🤖 AI Summary
Existing event-camera keypoint detection methods suffer from motion blur and event noise, leading to poor matching robustness and degraded downstream SLAM performance. To address this, we propose the first cross-modal self-supervised learning framework tailored for event streams: it leverages synchronized grayscale frames to generate sparse pseudo-labels that jointly supervise event-based keypoint detection and descriptor learning. We introduce a spatiotemporally aware event representation and design mechanisms for frame-event alignment and pseudo-label distillation. Notably, our method enables end-to-end replacement of conventional frame-based pipelines in event SLAM for the first time. Experiments demonstrate substantial improvements over state-of-the-art methods in keypoint matching accuracy and robustness under challenging motion and noise conditions, and yield significant gains in localization precision within event-based SLAM. The code and multimedia resources are publicly available.
📝 Abstract
Event-based keypoint detection and matching holds significant potential, enabling the integration of event sensors into highly optimized Visual SLAM systems developed for frame cameras over decades of research.
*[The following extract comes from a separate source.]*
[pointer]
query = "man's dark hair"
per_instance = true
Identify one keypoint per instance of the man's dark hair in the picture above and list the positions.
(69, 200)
Unfortunately, existing approaches struggle with the motion-dependent appearance of keypoints and the complex noise prevalent in event streams, resulting in severely limited feature matching capabilities and poor performance on downstream tasks. To mitigate this problem, we propose SuperEvent, a data-driven approach to predict stable keypoints with expressive descriptors. Due to the absence of event datasets with ground truth keypoint labels, we leverage existing frame-based keypoint detectors on readily available event-aligned and synchronized gray-scale frames for self-supervision: we generate temporally sparse keypoint pseudo-labels considering that events are a product of both scene appearance and camera motion. Combined with our novel, information-rich event representation, we enable SuperEvent to effectively learn robust keypoint detection and description in event streams. Finally, we demonstrate the usefulness of SuperEvent by its integration into a modern sparse keypoint and descriptor-based SLAM framework originally developed for traditional cameras, surpassing the state-of-the-art in event-based SLAM by a wide margin. Source code and multimedia material are available at smartroboticslab.github.io/SuperEvent.